Na minha rua há 2 pássaros pretos que esvoaçam
por entre os arbustos sempre que os vejo. Não sei se é o seu modo de ser ou se
é o que fazem por fazer. A verdade é que seja manhã cedo ou noite funda, lá estão
eles. Chilreiam por tudo e por nada e às vezes, quando me apetece ouvi-los,
calam-se, como se brincassem comigo.
E seja da forma que forem os dias, lá estão eles
atrás um do outro sem saber que para mim, estes têm sido meses turbulentos – e
truculentos.
Chuva intensa que me apanha na curva dos dias
e que não previ. Às vezes tempestades e granizo. Mas, por convicção ou pura
ingenuidade, lá mais à frente vejo sempre um arco-íris, um raio de sol por
entre as nuvens. Um acreditar sem saber muito bem em quê.

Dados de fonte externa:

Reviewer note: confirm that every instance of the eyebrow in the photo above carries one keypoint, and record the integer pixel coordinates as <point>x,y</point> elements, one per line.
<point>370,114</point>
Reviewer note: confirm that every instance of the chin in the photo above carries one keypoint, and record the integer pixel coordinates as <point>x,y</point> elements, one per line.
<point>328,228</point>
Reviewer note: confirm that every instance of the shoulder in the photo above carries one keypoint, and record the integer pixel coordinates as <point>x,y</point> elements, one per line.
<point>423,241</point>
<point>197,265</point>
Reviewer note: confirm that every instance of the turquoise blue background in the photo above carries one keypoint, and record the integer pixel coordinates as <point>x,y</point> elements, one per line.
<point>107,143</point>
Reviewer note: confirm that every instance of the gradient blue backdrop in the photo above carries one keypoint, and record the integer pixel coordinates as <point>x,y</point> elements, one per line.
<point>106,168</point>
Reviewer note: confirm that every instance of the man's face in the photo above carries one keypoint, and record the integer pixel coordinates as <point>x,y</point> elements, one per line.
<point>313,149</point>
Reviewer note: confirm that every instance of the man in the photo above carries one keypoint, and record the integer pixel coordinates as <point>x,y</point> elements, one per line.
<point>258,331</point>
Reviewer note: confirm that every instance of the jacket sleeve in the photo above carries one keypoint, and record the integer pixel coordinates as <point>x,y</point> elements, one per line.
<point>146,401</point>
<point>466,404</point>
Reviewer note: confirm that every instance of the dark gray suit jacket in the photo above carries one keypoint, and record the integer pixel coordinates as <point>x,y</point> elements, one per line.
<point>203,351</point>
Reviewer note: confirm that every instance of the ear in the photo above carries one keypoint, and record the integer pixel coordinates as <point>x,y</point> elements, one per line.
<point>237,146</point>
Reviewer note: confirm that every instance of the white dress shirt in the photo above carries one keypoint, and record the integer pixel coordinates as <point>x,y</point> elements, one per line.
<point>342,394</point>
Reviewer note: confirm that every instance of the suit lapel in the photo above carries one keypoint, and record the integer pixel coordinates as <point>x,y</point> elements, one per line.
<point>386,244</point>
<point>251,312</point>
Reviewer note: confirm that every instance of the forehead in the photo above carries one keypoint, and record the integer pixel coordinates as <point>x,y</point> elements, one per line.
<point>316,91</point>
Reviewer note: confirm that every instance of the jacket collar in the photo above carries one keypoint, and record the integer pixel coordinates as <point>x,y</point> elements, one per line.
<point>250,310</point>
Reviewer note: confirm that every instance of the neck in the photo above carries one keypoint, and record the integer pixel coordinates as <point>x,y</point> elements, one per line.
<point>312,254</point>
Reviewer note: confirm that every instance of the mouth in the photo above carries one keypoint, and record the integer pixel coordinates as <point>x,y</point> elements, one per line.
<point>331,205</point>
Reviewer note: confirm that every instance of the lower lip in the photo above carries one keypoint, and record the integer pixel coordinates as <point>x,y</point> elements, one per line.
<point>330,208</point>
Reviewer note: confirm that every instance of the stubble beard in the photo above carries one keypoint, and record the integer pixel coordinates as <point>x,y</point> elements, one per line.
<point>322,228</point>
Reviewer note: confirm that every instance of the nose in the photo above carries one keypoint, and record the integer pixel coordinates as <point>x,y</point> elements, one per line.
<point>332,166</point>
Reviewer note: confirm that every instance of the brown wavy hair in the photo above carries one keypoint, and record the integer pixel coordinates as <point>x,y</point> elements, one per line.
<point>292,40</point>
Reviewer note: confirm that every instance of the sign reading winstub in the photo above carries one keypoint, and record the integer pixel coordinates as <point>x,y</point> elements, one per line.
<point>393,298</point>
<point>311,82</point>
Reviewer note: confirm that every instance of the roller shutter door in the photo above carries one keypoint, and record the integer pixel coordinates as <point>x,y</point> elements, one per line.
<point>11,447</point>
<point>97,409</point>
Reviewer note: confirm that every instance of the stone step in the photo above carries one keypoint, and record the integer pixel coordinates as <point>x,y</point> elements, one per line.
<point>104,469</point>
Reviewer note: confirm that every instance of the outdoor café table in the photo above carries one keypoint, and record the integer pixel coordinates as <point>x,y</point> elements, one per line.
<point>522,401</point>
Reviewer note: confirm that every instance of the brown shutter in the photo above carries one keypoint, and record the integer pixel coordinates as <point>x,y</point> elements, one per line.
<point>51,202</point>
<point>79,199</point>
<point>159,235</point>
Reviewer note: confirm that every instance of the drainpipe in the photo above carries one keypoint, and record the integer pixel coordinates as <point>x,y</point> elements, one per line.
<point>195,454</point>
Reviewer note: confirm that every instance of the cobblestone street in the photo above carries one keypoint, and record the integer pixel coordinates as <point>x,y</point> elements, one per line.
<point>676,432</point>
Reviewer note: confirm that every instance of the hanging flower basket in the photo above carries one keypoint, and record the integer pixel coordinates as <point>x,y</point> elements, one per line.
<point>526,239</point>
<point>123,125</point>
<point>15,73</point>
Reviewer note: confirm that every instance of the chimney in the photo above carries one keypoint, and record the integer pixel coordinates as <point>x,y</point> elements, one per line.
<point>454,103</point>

Ainda assim, a crise dos mercados, o
desemprego, o banco central europeu e uma data de instituições que governam
agora o meu país, fazem-me vergar a cabeça com as preocupações que carrego.
São as bolsas oscilantes, os mercados
emergentes, os ratings inconsequentes e acima de tudo, as saídas que parecem
inexistentes. Tudo levo e trago comigo um dia inteiro entre os intervalos da
cama. Tudo é preocupação, inquietação, indignação.
O esgrimir de argumentos surdos entre governo
e oposição, o desembainhar de razões em programas de televisão, o assombro do
desplante de uns tantos e a aparente tranquilidade de uns quantos; tudo numa
manhã e 2 noticiários ouvidos à pressa.
É uma sombra que só se quebra com os amigos, com
a mulher de sempre e com os miúdos. Esses sim. Esses são só luz. Brilham até a
dormir.
Levam-me para os seus mundos inventados de
jogos de bola improvisados. De golos marcados de livre directo de uma ponta à
outra de um quarto. De casas de bonecas e castelos, de dragões, vilões e “aqui
temos o desenho de um tigre muito feroz e aqui temos o barco de um pirata e
este és tu e esta é a mãe, esta aqui é a mana e este sou eu pendurado no barco.
E aqui é um tubarão... vês os dentes?”.
Já ouviram falar do estado em que se encontra
a economia e da crise mas essa conversa séria de gente crescida “que vocês já
têm idade para entender” não passa disso mesmo, de uma conversa; é mais um tema
que, como dizia ela hoje ao jantar: “é giro; nós começamos a falar de uma coisa
e acabamos sempre a falar de outra e pelo meio falamos de montes de coisas diferentes”.
Pois é. E este é apenas mais um tema entre um
barco pirata que voa carregado de monstros por entre as princesas e dois cromos
da liga dos campeões que já acabou.
Não há maneira de os fazer parar de sonhar.
Nem eu queria. Fazer aterrar duas cabeças brilhantes que voam sem espaço aéreo
definido seria como fazer calar os pássaros da minha rua e para eles, também não
há crise. Só o voar entre os arbustos, seja manhã cedo ou noite funda.